Он собрал клочки в мусорную корзину, теперь это уже были не письма, почесал урчащего кота за ухом и решил, что все дела улажены. Пора ехать на пристань, где его ждет старушка «Маккаби».
25
— Сейчас полегчает, — сестра выпустила из шприца пузырек воздуха и быстрым движением вонзила иглу под кожу. Евтюхов поморщился. Устал он. Ему бы тишины, покоя, отлежаться. Все эти уколы — зря. Докторам почему-то кажется, что без уколов нельзя. Вовсе ему и не плохо, просто какое-то ощущение грязного в животе и у поясницы. Словно крысиное гнездо там.
— Видишь, уже лучше. Поспи, — она прижала к месту укола ватку с эфиром. От запаха голова кружилась, казалось, он все еще едет — на паровичке, мерно убаюкиваемый пружинными растяжками, на поезде, в санитарном вагоне, другие раненые и стонали, и матерились, он среди них стал чувствовать неловкость за то, что без боли живет, потом, на вокзале, когда выносили его на носилках, кто-то в спину прокричал гада и сволочь, за то, должно быть, что первым выбрали; а когда обступили его газетчики, затрещала камера, для синемы снимали, он подрастерялся, ну, как разоблачать начнут, притворой объявят, но вышло совсем напротив, его называли героем, хвалили за воинский дух и желали поскорее вернуться в строй, он, не будь дурак, только и твердил о том — в строй, в строй вернуться надо. Не убудет, а начальству приятно. И повезли его в госпиталь прежде всех, и уложили на лучшее место.
— Что больной? — голос нового доктора усталый, тяжелый, трудно им всем.
— Уснул.
С чего это они решили, что уснул? Евтюхов хотел возразить, вдруг важно для медицины, но не смог. И глаза не открывались.
— Готовить к операции? — медицинская сестра тоже уставшая.
— Нет. Не будем мучить. Пуля проросла, шансов нет. Лишь ускорим смерть. Он как, жалуется на боли?
— Нет.
— Из крестьян. Среди них терпеливых много. И первую помощь оказали неплохо. Даже совсем неплохо.
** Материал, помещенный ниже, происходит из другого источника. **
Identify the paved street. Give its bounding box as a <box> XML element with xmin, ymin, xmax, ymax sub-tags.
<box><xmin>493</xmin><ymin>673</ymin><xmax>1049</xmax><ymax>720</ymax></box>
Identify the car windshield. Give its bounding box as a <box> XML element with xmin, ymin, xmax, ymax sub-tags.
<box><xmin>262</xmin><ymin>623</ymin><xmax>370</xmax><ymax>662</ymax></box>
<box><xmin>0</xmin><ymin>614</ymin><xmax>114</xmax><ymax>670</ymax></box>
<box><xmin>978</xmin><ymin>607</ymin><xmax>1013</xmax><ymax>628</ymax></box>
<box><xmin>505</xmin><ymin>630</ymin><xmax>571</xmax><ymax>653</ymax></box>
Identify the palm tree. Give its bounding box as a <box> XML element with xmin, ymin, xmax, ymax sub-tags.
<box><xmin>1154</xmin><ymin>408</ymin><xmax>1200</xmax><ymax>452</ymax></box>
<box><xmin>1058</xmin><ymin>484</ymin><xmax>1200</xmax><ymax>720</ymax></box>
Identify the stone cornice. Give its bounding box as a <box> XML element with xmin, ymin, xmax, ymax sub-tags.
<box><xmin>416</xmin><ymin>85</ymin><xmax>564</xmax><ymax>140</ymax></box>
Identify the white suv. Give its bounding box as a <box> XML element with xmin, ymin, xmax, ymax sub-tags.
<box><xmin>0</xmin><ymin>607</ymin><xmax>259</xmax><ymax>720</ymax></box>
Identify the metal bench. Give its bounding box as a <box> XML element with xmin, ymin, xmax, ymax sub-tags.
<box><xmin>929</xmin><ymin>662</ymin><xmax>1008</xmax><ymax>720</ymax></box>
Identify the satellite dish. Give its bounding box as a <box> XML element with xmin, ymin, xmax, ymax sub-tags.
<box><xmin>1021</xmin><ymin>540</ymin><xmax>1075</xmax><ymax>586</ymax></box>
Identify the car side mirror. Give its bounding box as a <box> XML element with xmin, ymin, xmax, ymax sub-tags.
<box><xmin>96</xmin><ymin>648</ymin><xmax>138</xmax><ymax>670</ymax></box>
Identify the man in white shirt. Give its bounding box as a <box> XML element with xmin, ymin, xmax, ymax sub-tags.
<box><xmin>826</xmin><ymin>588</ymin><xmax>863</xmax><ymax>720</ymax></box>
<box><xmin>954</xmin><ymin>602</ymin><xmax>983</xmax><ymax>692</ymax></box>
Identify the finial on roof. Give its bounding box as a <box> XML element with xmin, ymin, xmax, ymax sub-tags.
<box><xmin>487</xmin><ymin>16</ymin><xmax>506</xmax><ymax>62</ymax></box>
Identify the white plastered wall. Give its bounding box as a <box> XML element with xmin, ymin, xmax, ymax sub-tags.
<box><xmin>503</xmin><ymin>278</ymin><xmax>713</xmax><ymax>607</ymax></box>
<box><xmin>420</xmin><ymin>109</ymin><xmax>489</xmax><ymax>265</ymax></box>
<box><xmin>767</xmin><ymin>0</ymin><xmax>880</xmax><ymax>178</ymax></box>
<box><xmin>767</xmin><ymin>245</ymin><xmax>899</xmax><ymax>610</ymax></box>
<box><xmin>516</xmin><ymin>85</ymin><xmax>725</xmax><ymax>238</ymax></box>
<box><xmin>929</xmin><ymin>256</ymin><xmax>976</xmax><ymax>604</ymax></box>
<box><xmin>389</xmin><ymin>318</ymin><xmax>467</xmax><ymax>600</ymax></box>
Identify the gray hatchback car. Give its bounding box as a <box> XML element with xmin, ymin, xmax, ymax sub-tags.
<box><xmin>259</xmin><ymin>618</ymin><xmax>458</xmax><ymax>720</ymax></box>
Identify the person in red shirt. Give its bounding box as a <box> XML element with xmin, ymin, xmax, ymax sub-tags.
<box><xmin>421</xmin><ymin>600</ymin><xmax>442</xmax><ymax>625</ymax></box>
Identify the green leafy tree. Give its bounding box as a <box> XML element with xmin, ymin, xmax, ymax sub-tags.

Нужно будет похлопотать, чтобы к нам перевели.
Они начали обсуждать какие-то свои дела, и Евтюхов потерял нить разговора. Да и о чем до этого говорили, понималось смутно. Какой-то тяжелый у них больной, похоже. Не повезло бедолаге. Бывают такие, что не делают — не везет. Ханжи достанут — так старшина накроет. В отпуск домой поедут — так жена с прибытком. Вон, в соседней роте с Сидоркиным случилось. Он контуженый, взял, да забил бабу до смерти. Теперь в штрафнике воюет, вину искупает. Нет, раз уж случилось такое, ну, брось ее, слова никто не скажет, много их, баб, нынче, хватит на фронтовика. Думалось об этом отстраненно, холодно, уверенность была — с ним такого не будет. Матрена его ждет. Когда бумага пришла — убивалась. Хотела, чтобы откупился он. Можно было откупиться, волостные брали, но когда писарь цену назвал — ясно стало, не для него. За год работы едва-едва выручил он столько. Отдать — а самим Христовым именем кормиться? Это раньше подавали, говорят. В стародавние времена. Нынче с голытьбой разговор короткий — на чугунку, прокладывать пути. А оттуда в армию мигом. За что ж платить? Писарям раздолье, конечно. Лопаются с жиру. Все, кто в комиссиях по призыву, в раздолье живут. И судят их, и вешают, случается — а новые еще отчаяннее рвут.
— Ты проследи, чтобы со склада все добрали. Со дня на день поток пойдет.
— Наступление?
— По всему видно, да. Приказано — команду выздоравливающих оставить, в помощь, остальных — в тыл.
В тыл — это куда же? Разве Кишинев — не тыл? Ефрейтор краем глаза видел город из санитарной повозки. Окна разве бумажными крестами перечеркнуты, а так — благодать. Штефан Челмар с крестом благословляет на ратный подвиг. Рисунок этот он несколько раз встречал во фронтовой листовке, и потому памятник узнал сразу.
— Может быть, уже завтра мы будем заполнены так, что прошлое, майское наступление покажется пустяком.
— Не хотелось бы.
— Еще бы. Хорошо, сегодня есть возможность держать этого раненого отдельно. Когда наркотики окажутся бессильными, боль будет нестерпимой. Подлое оружие.